Sep 29, 2016 | News

Heat pump system installed behind the former Dewitt Park Inn.

By Guillermo Metz
Energy Team Leader
Cornell Cooperative Extension of Tompkins County
Adapted from an article by Mark Pierce, Extension Associate, that ran in the Fall 2015 issue of Housing and Home Environment News

What is a Heat Pump?

If a contractor told you there was a way to take heat out of the air in the middle of winter and pump it into your building to keep it warm and, with the same equipment, take cool air from the outdoors to cool your building in the middle of summer—you’d probably roll your eyes.

However, it’s not only possible, it’s happening in homes and businesses across our region. Heat pump technology essentially uses the same process that your air-conditioner or refrigerator does. Heat pumps transfer heat from indoor spaces to the outside during summer months, and they can be reversed to pull heat from the colder outdoors during winter months to warm the interior, providing whole-building air conditioning and heating at a very affordable price.

Heat Savings in Tompkins County

According to the U.S. Energy Information Administration, space heating accounts for about 42% of energy use in residences and about 36% of energy use in commercial buildings in the U.S. This means that homeowners spend an estimated $73 billion (29%) of their total energy-related expenditures on space heating alone, while commercial buildings spend more than $27 billion (15%) annually.

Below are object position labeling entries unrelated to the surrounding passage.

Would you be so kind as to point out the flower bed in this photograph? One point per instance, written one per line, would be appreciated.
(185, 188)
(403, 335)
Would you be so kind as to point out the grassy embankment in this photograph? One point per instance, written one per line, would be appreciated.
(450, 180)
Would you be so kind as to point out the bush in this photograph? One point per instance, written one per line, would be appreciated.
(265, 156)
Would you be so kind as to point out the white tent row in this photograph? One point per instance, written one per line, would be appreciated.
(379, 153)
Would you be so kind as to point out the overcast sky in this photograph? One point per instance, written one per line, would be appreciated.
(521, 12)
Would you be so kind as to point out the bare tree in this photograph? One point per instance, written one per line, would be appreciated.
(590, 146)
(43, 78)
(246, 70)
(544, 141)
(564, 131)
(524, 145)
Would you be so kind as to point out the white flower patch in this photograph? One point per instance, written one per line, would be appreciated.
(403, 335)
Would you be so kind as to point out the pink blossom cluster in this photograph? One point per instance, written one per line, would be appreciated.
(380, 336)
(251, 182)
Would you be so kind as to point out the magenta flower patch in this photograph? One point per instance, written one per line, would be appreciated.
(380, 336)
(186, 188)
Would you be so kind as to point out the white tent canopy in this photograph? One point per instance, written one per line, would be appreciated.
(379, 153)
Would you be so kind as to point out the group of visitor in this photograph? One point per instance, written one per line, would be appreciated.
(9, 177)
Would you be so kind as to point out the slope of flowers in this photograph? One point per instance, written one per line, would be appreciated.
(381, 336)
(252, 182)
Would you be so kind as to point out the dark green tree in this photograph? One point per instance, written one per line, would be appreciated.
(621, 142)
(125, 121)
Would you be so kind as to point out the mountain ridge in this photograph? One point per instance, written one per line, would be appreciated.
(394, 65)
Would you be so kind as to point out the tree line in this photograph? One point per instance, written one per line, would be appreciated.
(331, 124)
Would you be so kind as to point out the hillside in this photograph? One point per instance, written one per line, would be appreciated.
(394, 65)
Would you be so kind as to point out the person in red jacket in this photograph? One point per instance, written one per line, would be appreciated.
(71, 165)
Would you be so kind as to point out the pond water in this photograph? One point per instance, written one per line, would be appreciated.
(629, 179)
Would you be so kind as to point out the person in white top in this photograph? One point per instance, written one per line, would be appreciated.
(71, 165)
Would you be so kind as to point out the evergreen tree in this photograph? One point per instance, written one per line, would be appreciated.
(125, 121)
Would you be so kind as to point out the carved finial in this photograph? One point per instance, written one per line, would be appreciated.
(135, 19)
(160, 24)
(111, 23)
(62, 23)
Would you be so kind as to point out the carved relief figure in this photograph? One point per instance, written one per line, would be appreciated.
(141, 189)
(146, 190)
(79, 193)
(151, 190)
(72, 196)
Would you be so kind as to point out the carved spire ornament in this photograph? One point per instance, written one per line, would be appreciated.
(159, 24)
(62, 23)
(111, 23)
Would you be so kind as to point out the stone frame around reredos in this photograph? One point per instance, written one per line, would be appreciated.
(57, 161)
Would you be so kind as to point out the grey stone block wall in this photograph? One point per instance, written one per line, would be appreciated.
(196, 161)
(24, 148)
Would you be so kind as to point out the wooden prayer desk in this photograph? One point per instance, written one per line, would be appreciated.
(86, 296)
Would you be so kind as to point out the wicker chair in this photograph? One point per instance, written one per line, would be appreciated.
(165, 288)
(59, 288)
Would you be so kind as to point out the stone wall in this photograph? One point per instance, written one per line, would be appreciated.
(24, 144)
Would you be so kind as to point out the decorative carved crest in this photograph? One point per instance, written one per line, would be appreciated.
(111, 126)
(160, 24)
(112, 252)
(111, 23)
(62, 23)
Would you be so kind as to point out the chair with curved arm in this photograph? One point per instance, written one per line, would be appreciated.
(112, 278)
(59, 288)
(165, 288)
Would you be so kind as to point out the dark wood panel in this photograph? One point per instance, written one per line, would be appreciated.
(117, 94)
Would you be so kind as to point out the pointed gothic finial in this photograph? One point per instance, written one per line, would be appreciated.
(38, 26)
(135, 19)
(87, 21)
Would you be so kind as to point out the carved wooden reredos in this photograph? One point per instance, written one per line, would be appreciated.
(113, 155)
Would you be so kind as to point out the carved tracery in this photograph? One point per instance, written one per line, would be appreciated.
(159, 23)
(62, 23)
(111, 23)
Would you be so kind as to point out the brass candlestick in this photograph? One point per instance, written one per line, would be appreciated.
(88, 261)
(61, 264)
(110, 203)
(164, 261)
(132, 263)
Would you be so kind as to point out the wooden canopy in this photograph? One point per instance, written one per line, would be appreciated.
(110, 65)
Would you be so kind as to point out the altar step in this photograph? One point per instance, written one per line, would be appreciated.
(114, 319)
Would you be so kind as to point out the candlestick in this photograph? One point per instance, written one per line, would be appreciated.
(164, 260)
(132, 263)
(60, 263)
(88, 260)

Heat pump systems are so efficient that they save home and business owners significant amounts of money. Because a heat pump moves heat rather than converting it from a fuel like combustion heating systems do, they can deliver one-and-a-half to more than three times more heat energy to a building than the electrical energy it consumes.

In the Finger Lakes region, geothermal systems—which use the fairly constant ground temperature to provide warmth in the winter and cooling in the summer—have dominated the heat pump market because until just a few years ago, air-source heat pumps didn’t work very well in typical winter temperatures. However, in the past couple of years, heat pumps that can pull a significant amount of heat from air as cold as -5°F have become commonly available, and there are even systems able to work at temperatures as low as -13°F. 

Heat Pumps Vs Other Heating Methods

There are three significant differences between conventional and ductless mini-split air source heat pumps. The first is that ductless mini-split units do not need to be connected to an indoor system of air ducts that distribute the conditioned air to each room of the house as conventional heat-pumps do. Similar to mini-splits, conventional heat pumps have an outdoor compressor and heat exchanger tied to an indoor heat exchanger via refrigerant lines.

But the similarity ends there. With traditional heat pumps, the indoor heat exchanger is located within a portion of the furnace air handling system, which in turn is tied to a whole house system of duct work. While the refrigerant is responsible for removing the heat from the house, a powerful fan is needed to force air through the duct system to distribute the cooled air throughout the house. With a mini-split system, relatively small-diameter refrigerant lines connect the exterior compressor to a series of indoor heat exchanger “heads.” A typical commercial exterior mini-split unit can handle up to about 25 interior heads.

Eliminating the need for duct work means that it becomes possible to cool existing buildings that do not have a furnace and the accompanying whole house system of duct work, such as those heated with a boiler. Prior to the introduction of ductless mini-splits, owners of houses without furnaces who wanted the efficiency and comfort of central air needed to retrofit their buildings with an air handler and duct work running to each room. This is difficult and also extremely expensive to do. The other option was to use several window AC units to cool the building—which is much noisier and also much less efficient than heat pumps.

The second significant difference between mini-split and conventional systems is that mini-splits make use of a technology called variant refrigerant flow. When conventional heat pumps are on, the system runs at full speed, regardless of the load on the system. When the heating or cooling load is satisfied, the unit switches off. The ability of mini-splits to run at variable speeds, with the speed being set automatically based on the cooling or heating load on the system, is another factor that makes mini-splits significantly more efficient than conventional heat pumps.

Going Net Zero

A net zero-energy building balances the annual amount of energy it consumes for space heating, water heating, powering lights and electrical appliances with the amount of energy created on-site with a renewable energy system—solar PV panels or wind turbines, for example. By combining the attributes of the low heat load of a super-insulated building with an air-source mini-split unit capable of pulling heat from very cold winter air coupled with a correctly sized on- or off-site renewable energy system allows buildings, even in cold areas of the country, to achieve net zero-energy consumption.

Part of the beauty of this method is that by spending some extra money to super-insulate the building (R-40 walls, R-60 roof), an expensive central heating and distribution system is not needed. Ductless mini-split systems are much less expensive than typical fossil fuel-fired central heating systems and a fraction of the cost of ground-source heat pump systems. Ductless mini-split systems, coupled with a super-insulated building are making the construction of net zero-energy homes and businesses cost-competitive compared to a typically constructed building, with enormous energy and cost savings over time.